I was working flat out , in an excellent position-as I paid the mortgages, clothing- everything but some food. Two children are at the babysitter's. One- 7 months old- (6?) , the other, 1.7 years old. I go to pick them up- am off a bit earlier than usual. The babysitter meets me at the door with the older child- with a terrible look on her face. My husband- the child sexual predator, has come and taken the baby. I ask -how long ago-. Not long- . I drive like a fiend to get back. Arrive- fly into house. I cannot remember where the toddler was or where she went- if she came in- that is a blank. Still. Pervert comes rushing down the stairs, puffing and all red in the face. He says- gasping- don't go up- she's been sick- . Die you fuck.(I think) I go up. Find a sheet with -a circular wet mark about 5 inches in diameter- baby maybe was sucking on it ? She is on her stomach- a hastily thrown clean sheet on the crib mattress- not tucked in- and a new diaper. Her tiny bottom in the air, knees/legs curled under her. At some point- can't remember- immediate ?- I pick her up and put her on the changing table. Open the diaper. She had made desperate protesting noises when I picked her up (from behind). There is a flaming red friction burn mark around the anus, as if a red-hot two dollar piece had been held there and seared the skin. I grab the zinc paste. Gently pick up the legs- she stiffens her whole body and pulls/looks away. God. One part of my mind KNOWS what the bastard did. The other part is reeling from- how could anyone- who will believe me- what the hell do I do do I kill him do I try (again) to get out- can't tell social services- they won't believe me- can't be obvious he will kill me (already tried)She kind of convulses . A viscous white ribbon of matter is expelled. Ejaculate. I call the baby's name. Show her the paste on my finger. Say "it's mummy, it's mummy-" She suddenly focuses on me and the body relaxes. I put the paste on -gingerly. When he did this to the older one (as a baby) I did not connect. He wouldn't let me take her to the hospital (I realize now- until the burn marks went.)When I did go- the hospital didn't "connect" either.

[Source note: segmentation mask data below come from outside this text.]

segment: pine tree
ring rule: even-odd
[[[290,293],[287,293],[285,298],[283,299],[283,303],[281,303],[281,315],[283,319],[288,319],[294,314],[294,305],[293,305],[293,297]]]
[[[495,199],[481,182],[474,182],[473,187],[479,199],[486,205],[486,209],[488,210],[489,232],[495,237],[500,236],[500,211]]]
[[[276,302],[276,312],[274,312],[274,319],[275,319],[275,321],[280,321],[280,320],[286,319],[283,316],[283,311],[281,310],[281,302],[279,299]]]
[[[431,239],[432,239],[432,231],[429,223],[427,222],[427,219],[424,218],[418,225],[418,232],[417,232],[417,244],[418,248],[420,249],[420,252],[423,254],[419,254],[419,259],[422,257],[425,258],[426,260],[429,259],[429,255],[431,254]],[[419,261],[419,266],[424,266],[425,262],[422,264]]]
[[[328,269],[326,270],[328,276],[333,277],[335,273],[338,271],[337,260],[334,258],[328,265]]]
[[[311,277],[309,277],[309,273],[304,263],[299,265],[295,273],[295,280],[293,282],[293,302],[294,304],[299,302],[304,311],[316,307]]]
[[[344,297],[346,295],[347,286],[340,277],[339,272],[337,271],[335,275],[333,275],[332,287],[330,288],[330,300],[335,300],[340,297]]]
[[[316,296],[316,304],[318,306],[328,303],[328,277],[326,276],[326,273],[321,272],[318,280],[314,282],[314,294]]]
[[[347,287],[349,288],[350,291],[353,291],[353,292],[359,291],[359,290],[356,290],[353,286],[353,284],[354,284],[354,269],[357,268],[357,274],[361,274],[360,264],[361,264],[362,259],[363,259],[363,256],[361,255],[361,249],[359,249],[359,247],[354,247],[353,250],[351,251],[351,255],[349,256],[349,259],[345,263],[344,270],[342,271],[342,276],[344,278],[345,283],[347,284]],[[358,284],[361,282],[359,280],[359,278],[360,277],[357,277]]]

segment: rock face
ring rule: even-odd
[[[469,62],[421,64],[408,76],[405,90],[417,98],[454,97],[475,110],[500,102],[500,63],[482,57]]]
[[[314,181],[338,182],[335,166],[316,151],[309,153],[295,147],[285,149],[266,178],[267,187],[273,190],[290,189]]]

The rest of the days and weeks are a complete blank- except-

A few days later, there are bruises on both legs. I cannot figure it out- my hand does not fit- the marks are too big- and, the marks don't fit the way I had held her legs to put on the paste.Two outlines of two hands- well- ten fingers-. I tried placing my hands every which way- I thought I had caused the bruises. It was years before I realised- the bruises were from HIM grabbing her- from behind, while she was on her stomach. And this being (male) got sole custody and then cut me out entirely from their lives. Then , everyone blamed me and thought I had done something wrong. I wish I WERE a witch and could bring down disaster on all the people who destroyed us.

Saturday 2 July 2011

Torture

For reasons that I haven't yet figured out, the flashbacks are hitting hard and heavy.
The really bad ones. For example; Easter, 1981. The child rapist's mother comes to visit. I take her (and the 7 month old baby to- - was it an auction?- Maybe just to see her old haunts. The 2.5 year old stayed home. Chrapist says he'll stay as she is due for a nap. Not far along in the little drive- the mother suddenly emphatically wants to go back. She was almost in a panic. Back we go- and she rushes out of the car and into the house. And upstairs. Chrapist comes rushing out of the house, all red in face. At the bottom of the stairs, the mother calls to me in a wavery voice-" XXXXXXXXXXXX- there's something wrong with xxxxxxxxxxxxxxxxx.She won't move, she won't talk it's like she can't see me." I go up. I know now- but not then, that the tiny child was catatonic. There were chocolates on the bed, and she was dressed in an awful(to my eyes) pink quilted dressing gown. Never seen before nor after. This is the criminal who got custody. I went for divorce to save myself and my children. ALL my children. Wasn't believed or listened to. But then- neither were the police nor the doctor nor the psychiatrist etc. Insane.